Starting a business is full of momentous decisions, from quitting your job right through to registering a business name.
Like any of these big moments, choosing a business structure shouldn’t be rushed. Businesses in Australia mostly fit within four categories – sole trader, partnership, discretionary trust, and company – and can even use a combination of them at once.
BDO Australia tax advisor Cheryl Overlack said an accountant was best placed to talk business owners through the implications of each.
“They'll help you decide on the best structure for your business, and will hopefully help you avoid future difficulty with income tax, capital gains tax, and accounting in general,” she said. “Bear in mind that what is best for your business right now might not work so well in the future.

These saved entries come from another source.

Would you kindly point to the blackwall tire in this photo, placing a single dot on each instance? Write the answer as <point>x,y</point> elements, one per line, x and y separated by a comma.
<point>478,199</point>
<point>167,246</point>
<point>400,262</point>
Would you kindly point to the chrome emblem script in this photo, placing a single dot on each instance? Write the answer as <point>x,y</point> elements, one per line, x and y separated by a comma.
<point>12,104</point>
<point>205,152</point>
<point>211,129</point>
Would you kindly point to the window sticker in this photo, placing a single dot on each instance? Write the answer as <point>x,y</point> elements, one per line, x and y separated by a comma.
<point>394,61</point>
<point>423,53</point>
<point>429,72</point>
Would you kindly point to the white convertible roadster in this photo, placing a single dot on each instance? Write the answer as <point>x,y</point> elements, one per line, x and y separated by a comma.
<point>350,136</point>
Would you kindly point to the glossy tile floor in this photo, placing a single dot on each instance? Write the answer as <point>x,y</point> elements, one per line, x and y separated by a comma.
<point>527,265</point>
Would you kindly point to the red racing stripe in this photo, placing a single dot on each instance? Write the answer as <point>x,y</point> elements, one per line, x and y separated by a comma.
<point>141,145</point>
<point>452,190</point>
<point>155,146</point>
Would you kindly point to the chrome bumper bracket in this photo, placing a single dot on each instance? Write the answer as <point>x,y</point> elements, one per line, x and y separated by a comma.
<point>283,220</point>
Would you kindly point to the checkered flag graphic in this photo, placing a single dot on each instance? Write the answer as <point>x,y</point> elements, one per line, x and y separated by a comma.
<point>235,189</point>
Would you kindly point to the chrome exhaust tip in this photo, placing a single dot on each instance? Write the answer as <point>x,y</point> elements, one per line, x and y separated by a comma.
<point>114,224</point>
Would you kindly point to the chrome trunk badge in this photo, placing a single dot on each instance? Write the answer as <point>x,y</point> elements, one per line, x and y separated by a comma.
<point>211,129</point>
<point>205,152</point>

“However, your accountant should be able to guide you through the pros and cons of each scenario, and together you can decide on the most appropriate structure.”
Here’s the four structures, in a nutshell.

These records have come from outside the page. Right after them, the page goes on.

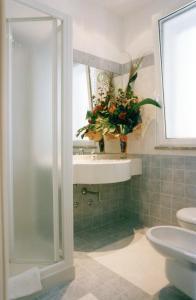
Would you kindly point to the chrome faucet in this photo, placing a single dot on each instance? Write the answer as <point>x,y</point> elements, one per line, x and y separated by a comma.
<point>93,154</point>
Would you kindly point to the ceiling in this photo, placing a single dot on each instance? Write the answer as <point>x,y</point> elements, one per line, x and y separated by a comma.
<point>122,7</point>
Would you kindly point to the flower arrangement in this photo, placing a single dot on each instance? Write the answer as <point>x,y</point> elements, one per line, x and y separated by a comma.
<point>114,116</point>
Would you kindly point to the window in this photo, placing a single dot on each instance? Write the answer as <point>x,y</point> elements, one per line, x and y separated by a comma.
<point>177,53</point>
<point>81,97</point>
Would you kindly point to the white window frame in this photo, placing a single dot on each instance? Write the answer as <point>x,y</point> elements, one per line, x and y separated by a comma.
<point>161,138</point>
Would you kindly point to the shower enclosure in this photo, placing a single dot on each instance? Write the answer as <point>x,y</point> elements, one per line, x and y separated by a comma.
<point>38,151</point>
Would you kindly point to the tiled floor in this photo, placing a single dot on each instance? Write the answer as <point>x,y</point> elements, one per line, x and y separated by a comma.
<point>95,281</point>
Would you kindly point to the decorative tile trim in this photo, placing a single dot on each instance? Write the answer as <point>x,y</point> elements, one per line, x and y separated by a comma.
<point>96,62</point>
<point>108,65</point>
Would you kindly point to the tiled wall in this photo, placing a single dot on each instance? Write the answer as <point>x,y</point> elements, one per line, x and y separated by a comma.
<point>96,210</point>
<point>167,184</point>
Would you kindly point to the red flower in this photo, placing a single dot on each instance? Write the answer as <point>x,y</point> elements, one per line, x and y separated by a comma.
<point>122,115</point>
<point>112,108</point>
<point>97,108</point>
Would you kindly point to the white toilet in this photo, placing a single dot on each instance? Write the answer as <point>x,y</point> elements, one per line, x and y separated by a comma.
<point>178,245</point>
<point>187,218</point>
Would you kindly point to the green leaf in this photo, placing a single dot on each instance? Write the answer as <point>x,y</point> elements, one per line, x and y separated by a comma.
<point>147,101</point>
<point>89,114</point>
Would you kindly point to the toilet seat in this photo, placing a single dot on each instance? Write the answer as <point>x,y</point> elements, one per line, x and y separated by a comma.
<point>187,214</point>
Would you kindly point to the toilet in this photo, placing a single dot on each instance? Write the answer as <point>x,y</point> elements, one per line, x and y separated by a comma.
<point>187,218</point>
<point>178,245</point>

A sole trader business has the simplest structure.
“If you’re a sole trader, business profits are treated as personal income and you pay tax in your own name,” Cheryl said. “Your trading name can be your own name, unless you choose to use a registered business name.”
A partnership is not a legal entity from an income tax perspective. Instead, profits are distributed to the partners based on their share. The partnership still needs its own tax file number and must lodge an income tax return.
Cheryl said partnership agreements should be drawn up with a solicitor to govern each partner’s rights in line with the Partnership Act. She said she knew of two partners who’d built a successful business from the ground up from equal effort – but without a partnership agreement.
“Unfortunately, one of the men suffered a massive heart attack and died instantly,” she said. “They’d never discussed what would happen to the business should something happen to one of them.
“Suddenly, the deceased man’s wife was a 50% partner but knew nothing about the business and had no interest in being involved in the business, either.
“The options available to them at that point in time were 1. Continue running the business with the remaining man and the deceased man’s wife, or 2. For the remaining man to buy out the wife’s share.
“Neither option was particularly satisfying to either party, but after lengthy discussions and large legal fees, settlement was obtained. “This situation could have been avoided with both a partnership agreement and a buy/sell agreement.”
Under a discretionary trust, the trustee runs the business for the benefit of the trust’s beneficiaries and is responsible for debts. Solicitors need to draw up trust deeds, which set out, among other information, the trustee and the beneficiaries.
“For this reason, trusts are more expensive to set up than a partnership or sole trader,” Cheryl said.
“Generally, a trust does not pay income tax – instead, profits are distributed to beneficiaries, who then pay tax on the amount distributed to them.”
However, trusts still need to have tax file numbers and lodge tax returns.
A company pays a flat rate of tax. The current rate is 30% but eligible small businesses pay only 28.5%. Companies are more costly to set up and pay annual ASIC fees. As well as lodging income tax returns, companies must prepare financial statements – which means higher accounting fees every year.
Again, Cheryl recommends a shareholders’ agreement for company owners.
“Think of it as your business pre-nup,” she said. “A well-drafted shareholders agreement will cover what decisions directors can make, what decisions shareholders can make, dividend payments, and what will happen if any of the shareholders/directors want to exit.”